During a February press conference inside the Oval Office, Elon Musk — clad in a black MAGA baseball cap — took aim at an obscure facility outside of Boyers, Pennsylvania.
Musk, who is leading the Trump administration’s controversial effort to slash the size of the federal government, was incredulous that the U.S. processes and stores federal employee retiree paperwork deep below ground in a former limestone mine about an hour north of Pittsburgh.
“This mine looks like something out of the ‘50s, because it was started in 1955,” Musk said, while President Trump looked on from his desk. “So it looks like a time warp.”
What Musk didn’t say is that the former mine, once owned by U.S. Steel, has since been refashioned into a cutting edge digital and records storage facility owned by Portsmouth-based Iron Mountain. The company is one of the world’s leading providers of data and records storage, as well as document scanning and shredding, serving both private companies as well as federal and state governments.
Suddenly, one of its premier storage facilities — 220-feet below ground — was the target of the world’s richest man. Musk claimed — inaccurately — that Iron Mountain’s facility was hampered by basic mechanical troubles.
“The elevator breaks down sometimes, and then nobody can retire,” Musk said.
But less than three months later, it appears that any frustrations Musk had with Iron Mountain and its facilities have been forgiven, or at least forgotten.

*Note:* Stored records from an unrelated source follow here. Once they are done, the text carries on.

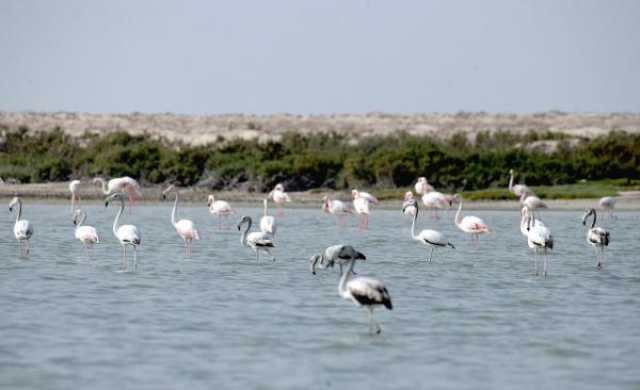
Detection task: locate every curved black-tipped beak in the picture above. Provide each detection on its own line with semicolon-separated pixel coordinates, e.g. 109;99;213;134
104;201;109;208
8;207;12;212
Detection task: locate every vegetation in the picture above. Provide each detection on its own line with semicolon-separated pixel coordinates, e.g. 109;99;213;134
1;126;639;198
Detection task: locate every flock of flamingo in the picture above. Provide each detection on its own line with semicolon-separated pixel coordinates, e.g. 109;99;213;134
6;170;618;333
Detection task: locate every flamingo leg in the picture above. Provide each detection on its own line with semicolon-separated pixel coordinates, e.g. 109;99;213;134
25;240;30;256
533;251;539;276
255;250;259;261
428;246;434;262
122;245;127;269
367;307;381;334
133;246;138;271
543;252;549;278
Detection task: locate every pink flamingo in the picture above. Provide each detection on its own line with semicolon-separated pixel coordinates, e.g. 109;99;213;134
207;194;234;227
508;169;530;197
598;196;616;219
421;191;450;219
454;194;490;243
352;189;377;229
72;209;99;254
162;185;199;257
94;176;142;210
519;190;548;210
269;183;291;216
323;195;352;226
414;177;434;195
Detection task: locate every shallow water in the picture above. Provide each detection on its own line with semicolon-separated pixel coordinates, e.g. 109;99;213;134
1;203;639;389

Last week, Bill Meany, the company’s CEO, announced that Iron Mountain was set to receive a $142 million contract with the U.S. Treasury Department as part of DOGE’s effort to overhaul the IRS’s system for cutting tax refund checks.
“I would like to thank the Treasury and the Department of Government Efficiency for their trust in Iron Mountain,” Meany said during a quarterly earnings call. He expressed optimism about his company’s opportunities to work with DOGE moving forward.
The whipsaw is a local example of how the Trump administration is approaching its cost-cutting efforts: A New Hampshire company went from the poster child for waste and inefficiency, to being entrusted with processing sensitive tax return payments — seemingly overnight.
Security and protection
Iron Mountain is by some estimates the largest publicly traded company based in New Hampshire — it’s valued at roughly $28 billion — and yet it rarely makes local headlines.
Of its more than 26,000 employees globally, including at data storage facilities on three continents, the firm only has 45 employees based in New Hampshire.
Its commitment to privacy appears to extend to its headquarters on the Pease Tradeport in Portsmouth, where no signs announce its presence outside its nondescript office building.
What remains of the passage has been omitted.